Arthur blinked. Lady Lilianna had halted again, and this time, her cheeks burned with the impropriety of speaking so boldly.

“I have told you the truth.”

“Not all of it. Not the part of you you’re holding back, even from yourself,” she said softly. “I can see it, even if you think you’re doing an excellent job at hiding it.”

And his jaw dropped.

How did she do it? Look past his bluster and his arrogance and his pride, and see—see more than he saw in himself?

“I-I don’t know what you mean.”

“What do you want, Arthur Nelson, Earl of Taernsby?” Lady Lilianna was standing close, far closer than he had thought possible in public, her eyes trained on him and nothing else. “I don’t want to hear the bravado. What is it that you want? What do you want?!”

“Connection.”

The word had spilled from his lips before Arthur could stop it, before he could think it. Where it had come from, he did not know.

Lady Lilianna’s eyes widened.

“I want—I crave connection,” Arthur said, his words swift now as something within him unlocked as it never had before. “I don’t want to crawl out of someone’s bed and not remember her name as I leave. I want—I want to know someone. Really know them, all their secrets and the dangerous thoughts they hide, and I want to feel known. I want to look someone in the eye,” he said softly, swallowing hard, “and have them tell me that they can see me. All of me. Even the parts I’m holding back. Even the parts I’m holding back from myself.
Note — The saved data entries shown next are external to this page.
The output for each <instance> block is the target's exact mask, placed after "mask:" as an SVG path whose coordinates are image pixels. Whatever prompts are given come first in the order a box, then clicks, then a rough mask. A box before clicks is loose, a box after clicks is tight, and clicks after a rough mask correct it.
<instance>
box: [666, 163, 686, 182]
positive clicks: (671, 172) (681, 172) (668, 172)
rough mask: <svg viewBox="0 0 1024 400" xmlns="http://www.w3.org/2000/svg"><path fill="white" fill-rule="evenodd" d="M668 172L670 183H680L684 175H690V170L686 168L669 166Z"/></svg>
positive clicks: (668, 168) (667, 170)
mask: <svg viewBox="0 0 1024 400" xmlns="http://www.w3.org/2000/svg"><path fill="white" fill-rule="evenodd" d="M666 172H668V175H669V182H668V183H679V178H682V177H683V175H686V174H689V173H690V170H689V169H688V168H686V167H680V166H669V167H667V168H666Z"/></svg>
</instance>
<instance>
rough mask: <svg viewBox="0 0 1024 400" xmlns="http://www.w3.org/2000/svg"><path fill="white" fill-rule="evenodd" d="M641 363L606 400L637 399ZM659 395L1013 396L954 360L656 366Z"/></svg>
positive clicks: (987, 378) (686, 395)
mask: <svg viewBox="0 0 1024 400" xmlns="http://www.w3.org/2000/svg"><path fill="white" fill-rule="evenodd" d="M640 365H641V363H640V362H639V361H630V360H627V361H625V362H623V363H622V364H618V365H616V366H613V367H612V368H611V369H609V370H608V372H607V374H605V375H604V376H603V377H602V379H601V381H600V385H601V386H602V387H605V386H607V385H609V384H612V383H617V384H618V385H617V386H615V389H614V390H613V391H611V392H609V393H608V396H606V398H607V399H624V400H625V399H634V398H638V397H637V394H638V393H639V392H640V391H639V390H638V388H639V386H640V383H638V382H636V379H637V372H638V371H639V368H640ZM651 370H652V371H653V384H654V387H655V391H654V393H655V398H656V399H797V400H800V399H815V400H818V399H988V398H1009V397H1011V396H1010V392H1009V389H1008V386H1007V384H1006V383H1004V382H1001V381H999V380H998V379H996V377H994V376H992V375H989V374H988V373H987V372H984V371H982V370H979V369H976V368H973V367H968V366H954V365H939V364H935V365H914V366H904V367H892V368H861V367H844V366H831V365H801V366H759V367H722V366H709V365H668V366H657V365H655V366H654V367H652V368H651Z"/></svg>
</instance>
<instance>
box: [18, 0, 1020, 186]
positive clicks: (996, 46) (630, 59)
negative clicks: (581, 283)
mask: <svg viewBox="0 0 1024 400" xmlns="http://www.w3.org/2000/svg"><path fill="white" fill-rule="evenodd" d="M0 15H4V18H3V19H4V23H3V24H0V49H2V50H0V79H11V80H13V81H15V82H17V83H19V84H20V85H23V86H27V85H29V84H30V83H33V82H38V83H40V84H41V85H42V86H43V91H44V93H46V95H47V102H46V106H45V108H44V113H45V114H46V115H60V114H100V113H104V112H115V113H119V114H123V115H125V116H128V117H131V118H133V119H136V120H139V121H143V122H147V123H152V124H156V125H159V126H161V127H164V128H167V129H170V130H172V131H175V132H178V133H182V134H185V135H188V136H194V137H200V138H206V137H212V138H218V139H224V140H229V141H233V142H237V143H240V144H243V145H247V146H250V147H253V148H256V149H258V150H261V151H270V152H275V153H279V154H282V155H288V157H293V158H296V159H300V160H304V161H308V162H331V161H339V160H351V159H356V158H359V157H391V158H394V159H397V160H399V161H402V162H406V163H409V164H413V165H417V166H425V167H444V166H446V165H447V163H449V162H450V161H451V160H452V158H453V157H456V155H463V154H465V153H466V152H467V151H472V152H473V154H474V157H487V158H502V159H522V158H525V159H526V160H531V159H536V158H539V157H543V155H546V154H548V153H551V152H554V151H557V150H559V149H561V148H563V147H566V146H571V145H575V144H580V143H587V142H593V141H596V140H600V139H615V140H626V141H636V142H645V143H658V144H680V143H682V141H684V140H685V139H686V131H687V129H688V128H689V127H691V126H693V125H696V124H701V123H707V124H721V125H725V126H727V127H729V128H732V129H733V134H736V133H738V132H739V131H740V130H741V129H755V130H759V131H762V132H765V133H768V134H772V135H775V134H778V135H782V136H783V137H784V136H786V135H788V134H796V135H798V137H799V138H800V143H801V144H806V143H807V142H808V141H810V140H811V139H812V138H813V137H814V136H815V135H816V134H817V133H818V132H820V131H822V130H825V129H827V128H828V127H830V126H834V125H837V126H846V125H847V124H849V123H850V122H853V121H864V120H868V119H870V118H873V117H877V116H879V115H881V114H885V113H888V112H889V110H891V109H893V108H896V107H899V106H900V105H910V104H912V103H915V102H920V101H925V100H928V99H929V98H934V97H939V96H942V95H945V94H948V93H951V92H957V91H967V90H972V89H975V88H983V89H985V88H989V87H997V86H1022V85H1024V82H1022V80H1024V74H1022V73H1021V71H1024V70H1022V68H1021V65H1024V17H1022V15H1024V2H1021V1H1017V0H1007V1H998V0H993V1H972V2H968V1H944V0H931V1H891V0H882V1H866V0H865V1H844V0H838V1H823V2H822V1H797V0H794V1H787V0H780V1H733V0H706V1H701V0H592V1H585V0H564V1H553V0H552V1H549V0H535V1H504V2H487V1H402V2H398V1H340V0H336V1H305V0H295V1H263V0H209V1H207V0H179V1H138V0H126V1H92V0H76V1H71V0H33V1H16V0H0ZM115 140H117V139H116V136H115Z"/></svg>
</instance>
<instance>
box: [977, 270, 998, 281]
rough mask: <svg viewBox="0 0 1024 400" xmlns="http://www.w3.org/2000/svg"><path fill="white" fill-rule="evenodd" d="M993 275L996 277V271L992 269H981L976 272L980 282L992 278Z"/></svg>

And I want them to love all those parts of me.”

He wanted her. He wanted this to be far more than just an impulsive decision to marry the first attractive woman who’d fallen into his arms.

Lady Lilianna was smiling. Her lips quirked and there was joy dancing in her eyes.

She slipped her arm through his. “Thank you for telling me.”

“I wanted to—I think I always wanted to,” Arthur admitted, his cheeks burning as they started to walk arm in arm. Hell, that part of him had been calling out to her the moment she had refused to marry him, the minx.

“I am sorry for taking the letter.”

He could feel the folded pages in his pocket. Somehow, Arthur no longer cared. “I’m glad.”

She raised an eyebrow at that. “Glad?”

Arthur nodded. The tension had gone. “It forced me to be honest with you—to tell you the truth. I never want to hide anything from you again.”